В добром был я расположении, и ничто не казалось мне смешным, может быть оттого, что мне так уж надоели великолепные будуары и салоны. Чистый, светленький мещанский домик, простота обхождения, простые лица, громкий хохот, шутки, для меня непонятные, но не знаю чем смешившие все собрание, две скрыпки и бас, затеснившие маленькую прихожую, гости, поочередно целовавшие всех и каждого, свой мир разговоров, молодежь в коричневых фраках с фигурными светлыми пуговицами, в жилетах с бархатными отворотами, девушки такие плотные, краснощекие, матери, сидевшие рядком, отцы, засевшие играть по грошу в бостон, пунш, поданный в стаканах, — ничто не казалось мне смешно. Весь собравшийся народ совершенно знал друг друга. Каждый из гостей отводил кого-нибудь в сторону и спрашивал обо мне, просто указывая на меня пальцем. Скрыпки наконец запищали: 'Не шей ты мне, матушка, красный сарафан' — все, что могло плясать, стало в ряды, и, при топоте мужчин, началась кадриль. Соло было выделываемо со всею танцорскою тщательностью. Обо мне забыли, и я мог наблюдать из уголка. К счастью, я был в сюртуке, отказался от танцев, и много мыслей пролетело в моей голове. Беспечное веселье, бог знает где, в Таганке, смесь образования, мод, лиц без страстей и выражений — и главное: чему они тут радуются, чем они тут веселятся? Вот что занимало меня.

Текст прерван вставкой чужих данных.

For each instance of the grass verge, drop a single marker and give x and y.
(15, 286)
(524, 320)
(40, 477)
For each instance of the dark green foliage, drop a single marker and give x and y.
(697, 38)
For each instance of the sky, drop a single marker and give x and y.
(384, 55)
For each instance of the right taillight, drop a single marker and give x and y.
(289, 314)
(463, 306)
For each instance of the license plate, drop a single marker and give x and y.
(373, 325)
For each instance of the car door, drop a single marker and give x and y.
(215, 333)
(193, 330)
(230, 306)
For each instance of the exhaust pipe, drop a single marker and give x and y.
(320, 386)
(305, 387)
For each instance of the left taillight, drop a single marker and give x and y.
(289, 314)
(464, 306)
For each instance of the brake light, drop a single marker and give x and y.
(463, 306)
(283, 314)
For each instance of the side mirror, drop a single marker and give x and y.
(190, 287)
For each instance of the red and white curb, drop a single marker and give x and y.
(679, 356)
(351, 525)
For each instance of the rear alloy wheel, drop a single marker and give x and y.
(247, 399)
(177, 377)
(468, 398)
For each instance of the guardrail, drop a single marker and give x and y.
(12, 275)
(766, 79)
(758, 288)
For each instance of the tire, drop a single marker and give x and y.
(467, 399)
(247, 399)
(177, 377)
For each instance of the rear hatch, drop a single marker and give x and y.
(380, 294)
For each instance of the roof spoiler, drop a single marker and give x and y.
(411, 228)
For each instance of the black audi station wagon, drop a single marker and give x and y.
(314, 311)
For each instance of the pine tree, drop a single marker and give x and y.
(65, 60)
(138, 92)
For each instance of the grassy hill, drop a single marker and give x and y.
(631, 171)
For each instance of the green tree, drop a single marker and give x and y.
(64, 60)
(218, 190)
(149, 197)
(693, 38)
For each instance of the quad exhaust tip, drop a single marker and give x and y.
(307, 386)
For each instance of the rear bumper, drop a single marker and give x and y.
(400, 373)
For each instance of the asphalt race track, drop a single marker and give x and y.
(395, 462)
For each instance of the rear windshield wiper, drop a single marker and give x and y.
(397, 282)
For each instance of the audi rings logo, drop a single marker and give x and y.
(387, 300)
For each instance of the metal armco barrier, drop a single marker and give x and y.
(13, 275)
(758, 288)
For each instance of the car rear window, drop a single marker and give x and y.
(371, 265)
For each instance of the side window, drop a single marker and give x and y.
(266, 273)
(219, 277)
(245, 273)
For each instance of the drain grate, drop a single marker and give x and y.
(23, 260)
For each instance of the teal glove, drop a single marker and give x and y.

'И неужели в этой толкотне ни одной души, ни одного сердца? — подумал я. — Мне знакомы блестящие гостиные и великолепные салоны петербургские, где сердце вытравлено, а душа изгнана, знакомы московские собрания, где то и другое заплыло жиром, а здесь, в таком собрании честных мещан и мелких чиновников московских, куда их девали?'
Против меня стала в кадрили какая-то пара. Кавалер был превосходный: молодой человек, завитый в цирюльне, в вицмундире, в пестром жилете, в манишке с фигурными складками, в замаранных желтых лайковых перчатках. Девушка, с ним танцевавшая, поразила меня чем-то особенным.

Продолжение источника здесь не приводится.